Çıkmak isteyenler  332 basamak olduğunu, asansör olmadığını, 30 dakikalık ara ile çıkışa izin verildiğini ve her seferinde sadece 25 kişilik grup gönderildiğini unutmasınlar. Ayrıca hiçbir şekilde çanta, selfie çubuğu vb. şeyler getiremezsiniz. Girişte personelin sağladığı ücretsiz kilitli dolaplara malzemeleri bırakıp anahtarınızı alıyorsunuz o kadar. Ne diyelim dizlerine, kondüsyonuna ve sabrına güvenenlere kolay gelsin. Kuleye çıkış ücretli.

İşte karşımızda yine muhteşem bir katedral. Siena Katedrali. Sienalılar şehirlerindeki katedralin ‘Hıristiyan dünyasının en büyük ve ihtişamlı katedrali’ olmasını istemişler.

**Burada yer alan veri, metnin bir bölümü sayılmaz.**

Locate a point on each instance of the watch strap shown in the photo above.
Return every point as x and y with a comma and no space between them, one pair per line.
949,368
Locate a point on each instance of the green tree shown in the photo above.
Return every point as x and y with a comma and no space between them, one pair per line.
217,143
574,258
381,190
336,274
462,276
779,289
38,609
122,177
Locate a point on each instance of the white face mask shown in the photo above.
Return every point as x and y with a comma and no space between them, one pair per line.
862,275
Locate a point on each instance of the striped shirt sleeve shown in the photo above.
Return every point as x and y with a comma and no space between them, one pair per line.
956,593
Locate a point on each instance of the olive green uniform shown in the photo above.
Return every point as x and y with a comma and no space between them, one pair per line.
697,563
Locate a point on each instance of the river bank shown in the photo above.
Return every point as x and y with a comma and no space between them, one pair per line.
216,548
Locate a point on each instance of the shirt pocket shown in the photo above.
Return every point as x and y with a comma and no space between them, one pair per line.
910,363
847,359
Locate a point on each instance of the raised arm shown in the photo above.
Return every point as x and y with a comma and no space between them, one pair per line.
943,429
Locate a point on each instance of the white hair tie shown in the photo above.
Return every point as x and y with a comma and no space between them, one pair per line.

Katedralin yapımı 13 yy.’dan başlanmış ve bitmesi bir buçuk asırdan fazla sürmüş. Katedralin dış ve iç cephesi beyaz ve siyah mermerden yapılmıştır. 

Siyah ve beyaz, Siena’nın sembolik renkleridir ve kentin kurucuları Senius ve Aschius’un siyah beyaz atlarıyla  bağlantılıdır. Bu bağlantı nedir derseniz hemen efsaneleri hatırlatalım…… Aschius ve Senius Remus’un oğullarıdır. Babaları amcaları Romulus tarafından ormana biri beyaz diğeri siyah atla kaçtılar. Orada dişi bir kurt tarafından emzirilerek kurtuldular. Büyüdüklerinde Senius’tan sonra Siena adında bir şehir kurdular; dişi kurdu şehirlerinin sembolü, atların renklerini bayrak olarak aldılar. 

Bir başka efsanede ise kardeşlerin tanrılar tarafından gündüz beyaz bir bulutla, geceleri kara bir bulutla korunduğunu iddia ediyor.

Katedralin dış cephesi mozaik ve değişik heykeller ile donatılmıştır.

Katedralin dışında üst cephede görülen Meryem Ana’nın taç giyme törenini anlatan mozaik ilgi çekicidir.

İçeriye girdiğinizde siyah-beyaz mermerden yapılan şeritler, mozaikler ve Palio Festivali için asılan bayraklar ilgi çekicidir.

Siena hakkında bilinmesi gerekenler:

Şehrin 9 km yakınında havalimanı var buraya uluslararası uçuş yok.

Siena’ya gelmek için önce Floransa’ya gitmek, daha sonra trenle Siena’ya geçmek gerekiyor. İç hatlar uçak ve otobüs alternatifi de var, fakat tren çok daha hesaplı.

Şehir rahatlıkla yürüyerek gezilebiliyor

Şehrin içine arabayla giriş yasak.

Siena Sokaklarında dolaşarak, olmazsa olmaz hediyelik eşya dükkanlarını dolaşıp San Gimignano‘ya doğru yola çıkıyoruz.

Ayrılmadan önce Siena’nın güzelliklerine bir kez daha bakıyoruz.